Expert jury: Silva Abramović, Anita Miloš, Luka Radica, Darko Škrobonja (artists) and Branko Franceschi (museum representative); after the evaluation of submitted applications, selected:
Duje Matetić i Mirela Plenković (Split)
Michel Mesarić i Mia Krneta (Rijeka)
Eva Erceg i Anja Tomljenović (Zagreb)
Viktorija Križanović i Marija Škegro (Osijek)
Mirela Plenković about Duje Matetić
“The Vanishing City” is a video installation by Duje Matetić, in which the artist problematizes the correlation between the historical centre of Split and the shopping mall situated at the city margins. The title refers to the last series of paintings by Emanuel Vidović, “Vanishing Split” – the artist’s intimate reminiscences to his home city, which seem like fragile visions and evoke the atmosphere of bygone times. Matetić is likewise interested in the phenomenon of the evasive dimension of space-time, but in the contemporary context, where the once prominent places in the city have lost their attraction to the new ones as a result of consumerism in the modern society.
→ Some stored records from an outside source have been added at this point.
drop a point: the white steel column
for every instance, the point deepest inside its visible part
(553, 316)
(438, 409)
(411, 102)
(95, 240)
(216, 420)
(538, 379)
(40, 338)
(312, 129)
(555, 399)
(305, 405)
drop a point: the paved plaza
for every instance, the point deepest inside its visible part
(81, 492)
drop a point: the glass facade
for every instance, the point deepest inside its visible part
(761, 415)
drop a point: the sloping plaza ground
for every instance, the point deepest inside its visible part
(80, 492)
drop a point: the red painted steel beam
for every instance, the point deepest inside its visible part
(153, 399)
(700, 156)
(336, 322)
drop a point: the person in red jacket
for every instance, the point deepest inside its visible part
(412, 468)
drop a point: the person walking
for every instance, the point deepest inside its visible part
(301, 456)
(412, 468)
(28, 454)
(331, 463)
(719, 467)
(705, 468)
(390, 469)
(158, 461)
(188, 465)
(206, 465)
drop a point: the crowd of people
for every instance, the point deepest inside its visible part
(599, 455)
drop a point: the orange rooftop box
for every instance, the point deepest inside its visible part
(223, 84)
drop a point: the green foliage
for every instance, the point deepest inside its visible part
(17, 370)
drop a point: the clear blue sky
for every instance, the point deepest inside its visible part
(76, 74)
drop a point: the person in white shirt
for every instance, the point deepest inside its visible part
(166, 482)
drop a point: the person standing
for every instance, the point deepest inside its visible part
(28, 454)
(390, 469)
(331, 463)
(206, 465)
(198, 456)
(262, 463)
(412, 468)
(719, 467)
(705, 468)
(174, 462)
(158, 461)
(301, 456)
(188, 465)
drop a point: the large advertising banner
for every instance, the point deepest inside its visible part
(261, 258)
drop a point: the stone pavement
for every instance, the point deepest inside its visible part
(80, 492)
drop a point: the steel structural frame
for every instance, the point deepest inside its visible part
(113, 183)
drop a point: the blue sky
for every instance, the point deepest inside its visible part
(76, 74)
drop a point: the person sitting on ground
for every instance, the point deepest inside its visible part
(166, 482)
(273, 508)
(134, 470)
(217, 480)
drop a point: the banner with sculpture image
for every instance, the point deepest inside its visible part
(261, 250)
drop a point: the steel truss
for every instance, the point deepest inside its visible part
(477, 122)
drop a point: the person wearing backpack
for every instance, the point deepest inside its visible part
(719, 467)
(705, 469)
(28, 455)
Mia Krneta about Michel Mesarić
RGB song is an audio-video installation that visually presents sound by using abstract light recordings. Since the artist has both musical and visual training, his artwork is a fusion of experiments with the frequencies of sound and light or colours. In the wake of the current trends of merging art, science, and technology, Mesarić begins his experiment by exploring sound. In a complex system of modern analogue and digital technologies for sound reproduction and recording, the artist experiments with frequencies, intensity, duration, and colours of musical tones.
Anja Tomljenović about Eva Herceg
We all go through some form of initiation. Independently of the historical period, it is imposed by a series of socially determined frameworks, such as education or religion in the earlier phases of our lives, and profession, marriage, or other human interrelations later on. It is this topic that sculptor Eva Herceg has related to her own experience of studying at the Academy of Fine Arts in Zagreb and sculpted it into a motive behind her graduation work. Its starting premise has been to directly include a number of persons into the creation of her artwork and therefore the artist used crowdsourcing to collect the materials – cardboard boxes for eggs, which are soaked, drained, mixed with glue, kneaded into a dense paste, and shaped into the characteristic form of an eggshell.
Marija Škegro about Viktorija Križanović
John Cage once said: There is no such thing as silence. Field Recordings is an artwork by Viktorija Križanović, student at the Art Academy in Osijek, and is conceptually divided into three parts: it consists of twelve graphic prints titled Field Recordings and the corresponding 24 Scores for Three Voices – compositions and audio recordings of a performance following the graphic annotation. This conceptual artwork seeks to answer some simple questions: How can we transform into sound something that has no voice? How can we give a possibility of expression to a living element? Owing to her alternative way of visually documenting places, which is almost a site-specific performance, the artist’s graphic prints show the actual state of nature in a particular time interval, while her vocal composition is actually an interpretation, an attempt to answer the question she raises.